Басов. Ну, пошла! Право, с тобой лучше не говорить ни о чем...
Варвара Михайловна. Да, тебе вообще надо меньше говорить и хоть однажды подумать о том, что ты делаешь, и хоть однажды прислушаться к тому, что о тебе говорят, Сергей...
Басов. Обо мне? Я – выше сплетен... Пускай говорят всё, что угодно! Но меня удивляет, что ты, Варя, ты, моя жена...
Варвара Михайловна. Честь быть твоей женой... не так высока, как ты думаешь... и она очень тяжела, эта честь...
Басов (возмущаясь). Варвара, что ты говоришь! Как ты говоришь?
(На террасу выходят Двоеточие и Влас.)
Варвара Михайловна. Я говорю то, что думаю... и как чувствую.
Басов. Я однако попрошу тебя объяснить мне.
Варвара Михайловна. Хорошо, я объясню после.
(Басов, фыркая, уходит на дачу. Влас провожает его недружелюбным взглядом, садится на нижнюю ступеньку лестницы на террасе.)
Двоеточие. Варвара Михайловна, а я вам конфект привез.
Варвара Михайловна. Спасибо!
Двоеточие (садится тоже на ступеньку террасы). Я всем дамам конфект привез... чтобы не поминали лихом, – задобрить хочу, понимаете. Портретик-то ваш дайте мне.
Варвара Михайловна. Ах, да! Сейчас. (Уходит в комнаты.)
Двоеточие. Ну, что, дядя Влас, поехали мы?
Влас. Скорее бы!
Двоеточие. Меньше суток осталось. Н-да! Вот бы еще сестру вашу сманить. Нечего ей тут делать...
Влас (угрюмо). Здесь всем нечего делать.
Двоеточие. А я рад, что вы со мной едете. Городишко у нас маленький, красивый; кругом лес, река... Дом у меня огромный – десять комнат. В одной кашлянешь – по всем гул идет. Зимой, когда вьюга воет, очень гулко в комнатах. Н-да! (Соня быстро идет с правой стороны.) В юности, понимаете, одиночество полезно человеку... а вот под старость лучше вдвоем, хо-хо! А, озорница!.. Прощайте! Завтра я уезжаю, а послезавтра вы забудете старика, точно его и нет на свете...
Соня. Нет, не забуду. У вас такая смешная фамилия.
Двоеточие. Только-то? Ну, и на том спасибо!
Соня. Нет, милый дедушка, право, я не забуду вас! Вы такой простой, хороший! А я так люблю простых людей! Но... вы не видали маму мою?
Двоеточие. Не имел удовольствия.
Влас. На даче ее нет. Пойдемте, поищем... Может быть, она в беседке над рекой.
Калерия. И я иду, вы ничего не имеете против?
Соня. Пожалуйста!
(Втроем идут в лес. Двоеточие смотрит вслед им, вздыхает, мурлычет песенку. Варвара Михайловна выходит с фотографической карточкой в руках, за ней Рюмин.)

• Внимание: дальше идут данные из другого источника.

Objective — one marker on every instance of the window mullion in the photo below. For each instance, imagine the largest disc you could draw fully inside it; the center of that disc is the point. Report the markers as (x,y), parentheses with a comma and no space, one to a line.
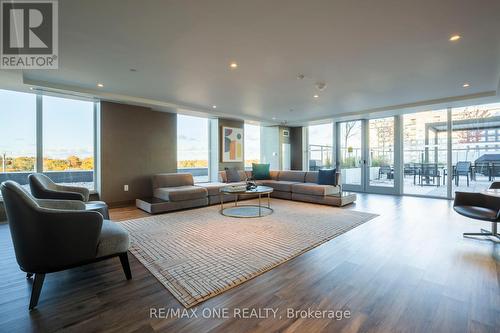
(39,133)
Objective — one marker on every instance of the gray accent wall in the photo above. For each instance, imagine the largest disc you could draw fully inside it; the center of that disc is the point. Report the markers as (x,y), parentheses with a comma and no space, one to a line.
(136,142)
(224,122)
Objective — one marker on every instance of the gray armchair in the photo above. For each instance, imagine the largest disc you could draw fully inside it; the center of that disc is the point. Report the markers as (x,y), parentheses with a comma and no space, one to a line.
(54,235)
(481,207)
(42,187)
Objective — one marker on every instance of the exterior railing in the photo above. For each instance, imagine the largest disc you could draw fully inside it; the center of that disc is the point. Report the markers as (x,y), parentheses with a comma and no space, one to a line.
(86,176)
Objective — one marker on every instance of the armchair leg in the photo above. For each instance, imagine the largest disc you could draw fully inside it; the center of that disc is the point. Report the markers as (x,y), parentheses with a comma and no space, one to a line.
(125,265)
(487,233)
(36,289)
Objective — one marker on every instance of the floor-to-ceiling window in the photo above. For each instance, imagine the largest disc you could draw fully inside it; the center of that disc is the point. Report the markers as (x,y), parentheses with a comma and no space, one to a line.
(320,140)
(193,146)
(68,140)
(350,154)
(381,152)
(475,147)
(425,153)
(63,147)
(251,145)
(17,135)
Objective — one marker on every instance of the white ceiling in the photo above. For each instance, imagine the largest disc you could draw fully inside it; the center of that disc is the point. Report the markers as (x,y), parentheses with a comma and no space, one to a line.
(373,55)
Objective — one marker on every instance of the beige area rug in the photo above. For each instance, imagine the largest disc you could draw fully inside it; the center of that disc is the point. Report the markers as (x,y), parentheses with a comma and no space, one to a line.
(197,254)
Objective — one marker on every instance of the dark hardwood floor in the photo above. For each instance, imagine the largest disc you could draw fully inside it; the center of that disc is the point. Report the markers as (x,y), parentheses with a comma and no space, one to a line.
(408,270)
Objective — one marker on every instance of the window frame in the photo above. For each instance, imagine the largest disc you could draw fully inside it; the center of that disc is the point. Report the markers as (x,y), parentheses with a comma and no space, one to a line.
(38,167)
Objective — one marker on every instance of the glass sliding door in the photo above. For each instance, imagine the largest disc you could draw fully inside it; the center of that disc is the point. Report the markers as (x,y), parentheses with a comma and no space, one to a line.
(475,147)
(381,169)
(425,139)
(350,156)
(320,138)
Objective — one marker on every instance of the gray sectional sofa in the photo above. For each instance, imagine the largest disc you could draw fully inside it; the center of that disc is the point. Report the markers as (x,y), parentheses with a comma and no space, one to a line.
(174,191)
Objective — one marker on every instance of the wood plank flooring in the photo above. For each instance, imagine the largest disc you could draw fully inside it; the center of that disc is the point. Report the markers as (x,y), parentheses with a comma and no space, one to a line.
(408,270)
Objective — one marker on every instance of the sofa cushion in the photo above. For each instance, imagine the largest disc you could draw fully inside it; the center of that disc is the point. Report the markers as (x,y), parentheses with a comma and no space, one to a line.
(279,185)
(260,171)
(222,177)
(112,240)
(311,177)
(243,175)
(180,193)
(314,189)
(292,176)
(214,188)
(232,175)
(172,180)
(327,177)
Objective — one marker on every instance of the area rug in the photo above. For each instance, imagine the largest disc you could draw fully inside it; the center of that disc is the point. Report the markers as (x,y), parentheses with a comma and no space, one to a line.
(197,254)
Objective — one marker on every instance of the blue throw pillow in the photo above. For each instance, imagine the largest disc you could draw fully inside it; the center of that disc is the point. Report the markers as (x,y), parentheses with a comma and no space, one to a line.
(232,175)
(260,171)
(327,177)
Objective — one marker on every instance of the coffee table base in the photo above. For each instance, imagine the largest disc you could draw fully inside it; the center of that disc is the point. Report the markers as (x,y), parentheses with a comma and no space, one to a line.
(247,211)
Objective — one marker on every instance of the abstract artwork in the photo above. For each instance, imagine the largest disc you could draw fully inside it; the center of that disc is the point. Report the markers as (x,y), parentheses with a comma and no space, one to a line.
(232,144)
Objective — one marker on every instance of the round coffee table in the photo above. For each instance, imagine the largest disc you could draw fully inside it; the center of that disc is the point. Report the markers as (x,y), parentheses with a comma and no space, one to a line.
(246,210)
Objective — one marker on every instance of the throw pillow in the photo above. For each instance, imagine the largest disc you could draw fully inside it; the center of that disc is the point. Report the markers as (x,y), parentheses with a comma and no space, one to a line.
(327,177)
(232,175)
(260,171)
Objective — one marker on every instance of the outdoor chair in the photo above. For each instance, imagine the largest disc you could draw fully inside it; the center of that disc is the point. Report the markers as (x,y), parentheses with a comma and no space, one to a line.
(462,169)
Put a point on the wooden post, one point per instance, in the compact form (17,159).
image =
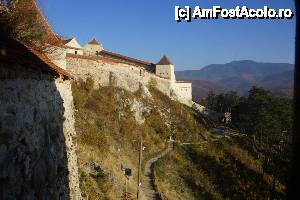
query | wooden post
(139,171)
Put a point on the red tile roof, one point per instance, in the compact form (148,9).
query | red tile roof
(28,57)
(94,41)
(121,57)
(164,61)
(94,58)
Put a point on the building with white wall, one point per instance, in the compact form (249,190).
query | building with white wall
(73,46)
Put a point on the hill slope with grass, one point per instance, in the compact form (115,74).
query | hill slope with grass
(109,124)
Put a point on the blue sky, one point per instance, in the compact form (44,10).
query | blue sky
(146,29)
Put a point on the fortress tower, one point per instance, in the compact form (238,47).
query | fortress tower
(165,69)
(92,48)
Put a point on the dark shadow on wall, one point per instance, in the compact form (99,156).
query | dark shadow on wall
(33,158)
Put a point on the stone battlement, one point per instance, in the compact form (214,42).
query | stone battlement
(108,68)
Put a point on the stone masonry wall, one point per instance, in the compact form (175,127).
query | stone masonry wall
(37,152)
(122,75)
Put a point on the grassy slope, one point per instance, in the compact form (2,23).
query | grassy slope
(109,135)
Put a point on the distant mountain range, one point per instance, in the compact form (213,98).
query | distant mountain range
(240,76)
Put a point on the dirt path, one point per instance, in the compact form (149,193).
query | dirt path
(148,184)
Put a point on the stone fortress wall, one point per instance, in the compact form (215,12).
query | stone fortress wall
(107,68)
(37,150)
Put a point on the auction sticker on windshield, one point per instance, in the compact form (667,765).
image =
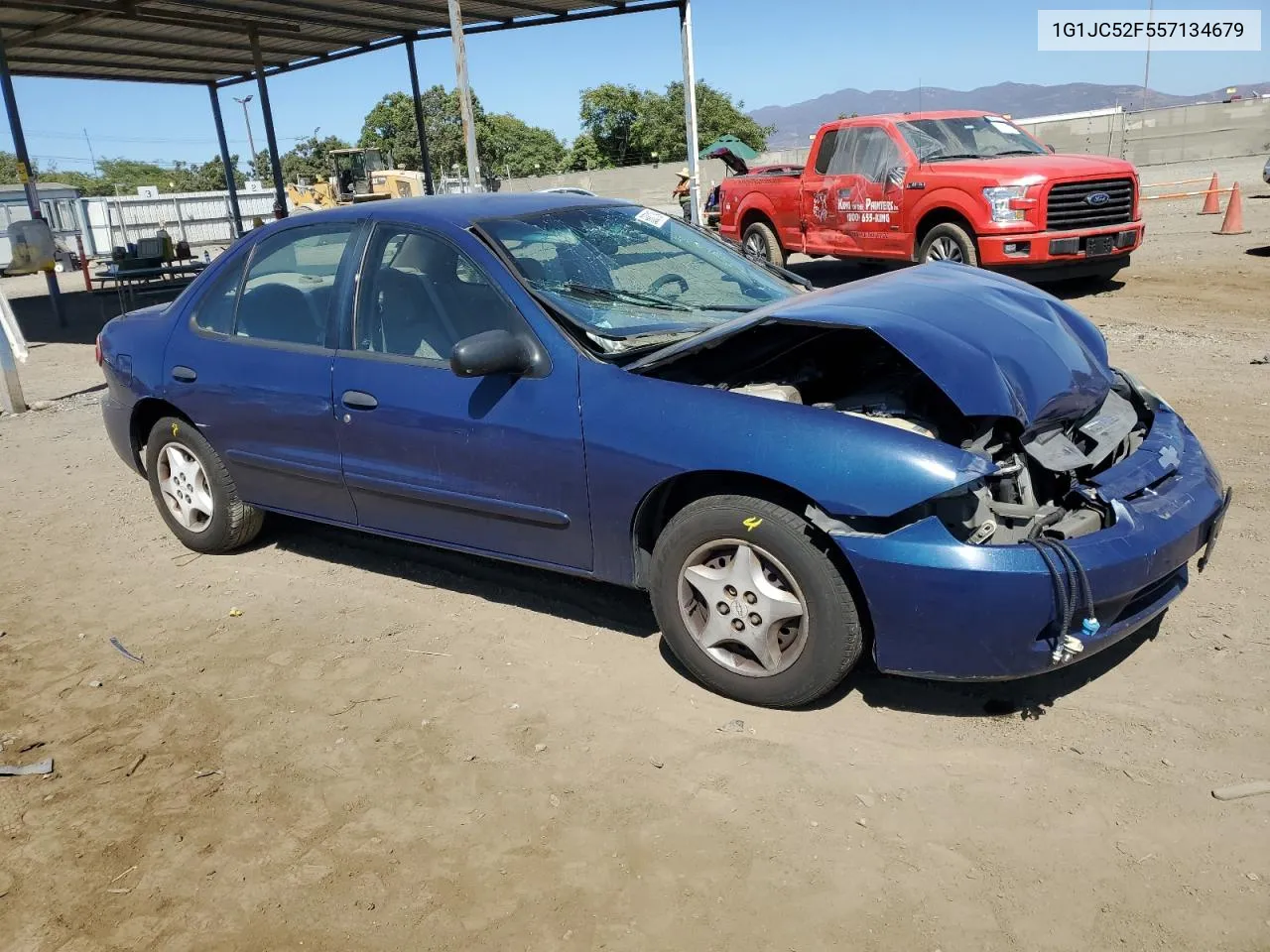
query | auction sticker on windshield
(649,217)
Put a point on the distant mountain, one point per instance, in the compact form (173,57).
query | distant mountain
(794,123)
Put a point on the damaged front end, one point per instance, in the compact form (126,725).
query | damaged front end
(1039,481)
(1079,499)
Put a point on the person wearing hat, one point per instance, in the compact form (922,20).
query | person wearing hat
(684,191)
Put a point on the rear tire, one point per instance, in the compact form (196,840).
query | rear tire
(790,658)
(761,243)
(949,243)
(194,493)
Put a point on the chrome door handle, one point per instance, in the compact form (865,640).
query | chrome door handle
(357,400)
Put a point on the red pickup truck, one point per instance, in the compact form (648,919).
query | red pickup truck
(953,185)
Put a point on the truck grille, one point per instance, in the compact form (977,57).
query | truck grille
(1069,206)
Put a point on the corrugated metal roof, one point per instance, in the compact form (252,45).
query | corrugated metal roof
(42,186)
(206,41)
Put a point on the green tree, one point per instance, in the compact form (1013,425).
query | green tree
(310,159)
(584,155)
(627,125)
(261,167)
(504,143)
(502,140)
(610,116)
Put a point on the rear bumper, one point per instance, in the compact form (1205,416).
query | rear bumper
(1060,249)
(951,611)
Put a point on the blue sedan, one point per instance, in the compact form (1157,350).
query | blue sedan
(938,465)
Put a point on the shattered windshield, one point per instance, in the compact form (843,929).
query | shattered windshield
(629,275)
(966,137)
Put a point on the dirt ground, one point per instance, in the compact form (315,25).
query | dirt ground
(357,744)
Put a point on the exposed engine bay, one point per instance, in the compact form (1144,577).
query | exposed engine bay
(1040,485)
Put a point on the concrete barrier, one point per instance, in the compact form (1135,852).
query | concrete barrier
(1178,134)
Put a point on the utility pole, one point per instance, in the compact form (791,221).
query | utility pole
(1146,75)
(465,94)
(246,118)
(91,158)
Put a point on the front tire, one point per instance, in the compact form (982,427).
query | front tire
(949,243)
(751,603)
(194,493)
(761,244)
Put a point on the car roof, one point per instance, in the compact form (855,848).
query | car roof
(922,114)
(457,211)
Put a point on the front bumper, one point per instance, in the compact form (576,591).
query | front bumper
(1058,249)
(945,610)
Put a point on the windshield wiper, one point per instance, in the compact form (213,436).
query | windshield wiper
(626,298)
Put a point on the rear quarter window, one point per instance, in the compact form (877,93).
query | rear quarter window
(214,308)
(825,154)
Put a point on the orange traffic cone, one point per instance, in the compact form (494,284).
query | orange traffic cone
(1211,198)
(1233,221)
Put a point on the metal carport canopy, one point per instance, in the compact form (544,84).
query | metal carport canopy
(200,42)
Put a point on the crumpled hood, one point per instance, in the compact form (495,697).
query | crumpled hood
(994,345)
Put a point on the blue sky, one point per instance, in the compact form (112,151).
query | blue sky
(760,51)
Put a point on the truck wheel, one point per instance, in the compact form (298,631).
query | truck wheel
(761,243)
(752,604)
(948,243)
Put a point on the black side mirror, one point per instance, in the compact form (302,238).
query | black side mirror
(492,352)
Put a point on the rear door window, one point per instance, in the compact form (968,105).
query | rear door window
(290,285)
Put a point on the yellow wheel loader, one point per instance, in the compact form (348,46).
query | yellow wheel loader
(357,176)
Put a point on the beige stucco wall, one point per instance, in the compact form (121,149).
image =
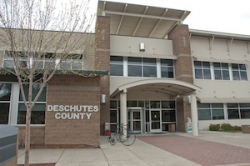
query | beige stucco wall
(129,46)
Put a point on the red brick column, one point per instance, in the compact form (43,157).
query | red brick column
(183,70)
(103,63)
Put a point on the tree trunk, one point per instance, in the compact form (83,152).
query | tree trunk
(27,137)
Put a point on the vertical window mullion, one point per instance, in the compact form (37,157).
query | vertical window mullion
(212,71)
(125,66)
(15,92)
(225,111)
(158,68)
(230,72)
(239,111)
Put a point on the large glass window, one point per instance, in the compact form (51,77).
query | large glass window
(221,71)
(245,110)
(202,70)
(5,93)
(167,68)
(142,67)
(204,112)
(38,111)
(239,72)
(213,111)
(149,67)
(116,66)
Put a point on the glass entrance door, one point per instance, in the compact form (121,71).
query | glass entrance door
(155,121)
(135,119)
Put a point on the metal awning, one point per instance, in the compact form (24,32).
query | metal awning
(140,21)
(170,87)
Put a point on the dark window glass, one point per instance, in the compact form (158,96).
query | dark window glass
(5,91)
(217,74)
(37,114)
(245,113)
(35,90)
(167,72)
(168,116)
(113,116)
(155,104)
(218,114)
(167,104)
(167,62)
(198,73)
(116,66)
(239,72)
(149,71)
(134,61)
(131,103)
(233,113)
(113,104)
(236,75)
(4,113)
(204,114)
(207,74)
(116,70)
(202,70)
(149,61)
(135,71)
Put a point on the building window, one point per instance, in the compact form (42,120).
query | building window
(221,71)
(5,96)
(233,111)
(202,70)
(167,68)
(239,72)
(238,111)
(116,66)
(207,111)
(245,110)
(38,111)
(142,67)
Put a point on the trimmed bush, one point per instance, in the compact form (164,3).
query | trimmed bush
(214,127)
(227,127)
(237,128)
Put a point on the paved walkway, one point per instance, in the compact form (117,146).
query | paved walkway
(139,154)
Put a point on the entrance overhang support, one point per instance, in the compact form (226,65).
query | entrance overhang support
(123,103)
(194,114)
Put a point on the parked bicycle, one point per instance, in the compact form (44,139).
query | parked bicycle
(123,135)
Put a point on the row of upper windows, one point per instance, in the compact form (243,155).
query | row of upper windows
(220,71)
(164,68)
(217,111)
(141,67)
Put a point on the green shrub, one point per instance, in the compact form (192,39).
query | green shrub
(237,128)
(227,127)
(214,127)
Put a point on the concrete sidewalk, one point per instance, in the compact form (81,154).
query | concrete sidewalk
(139,154)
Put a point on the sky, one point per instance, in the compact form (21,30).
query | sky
(229,16)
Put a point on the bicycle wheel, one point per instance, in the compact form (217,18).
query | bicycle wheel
(112,142)
(109,138)
(130,138)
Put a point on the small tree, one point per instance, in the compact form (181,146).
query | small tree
(35,52)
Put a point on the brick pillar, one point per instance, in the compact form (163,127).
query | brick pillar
(103,63)
(183,69)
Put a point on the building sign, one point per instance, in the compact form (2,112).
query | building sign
(73,111)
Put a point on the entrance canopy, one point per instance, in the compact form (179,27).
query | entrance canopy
(140,21)
(170,87)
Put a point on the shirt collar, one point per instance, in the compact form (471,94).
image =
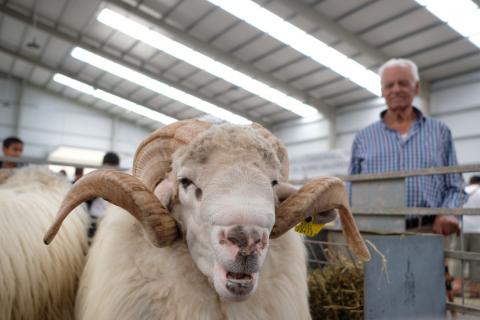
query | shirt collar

Варвара Михайловна. Вот вам карточка моя. Когда вы едете?
Двоеточие. Завтра. Спасибо за надпись! Эх, милая барыня, полюбил я вас!
Варвара Михайловна. За что любить меня?
Двоеточие. Да разве любят за что-нибудь? Любят так, просто!.. Настоящая любовь – она, как солнце в небе, неизвестно на чем держится.
Варвара Михайловна. Не знаю я этого...
Двоеточие. Вижу, что не знаете... Ехали бы вы ко мне. Вот братишка ваш едет. Нашли бы себе какое-нибудь дело.
Варвара Михайловна. Что же я могу делать? Ничего я не умею!
Двоеточие. Не учились, оттого и не умеете. А вы поучитесь! Вот будем мы с Власием гимназии строить... мужскую и женскую...
Рюмин (рассеянно). Чтобы жизнь имела смысл, нужно делать какое-то огромное, важное дело... следы которого остались бы в веках... Нужно строить какие-то храмы...
Двоеточие. Ну, это – премудрость, для меня недоступная! Я и до гимназии-то не сам дошел, а добрый человек надоумил, да...
Рюмин. Даже высшие школы дают нам только ряд противоречивых теорий, только догадки о тайнах жизни...
Варвара Михайловна (с досадой). Господи! Как это скучно! Как избито... затрепано...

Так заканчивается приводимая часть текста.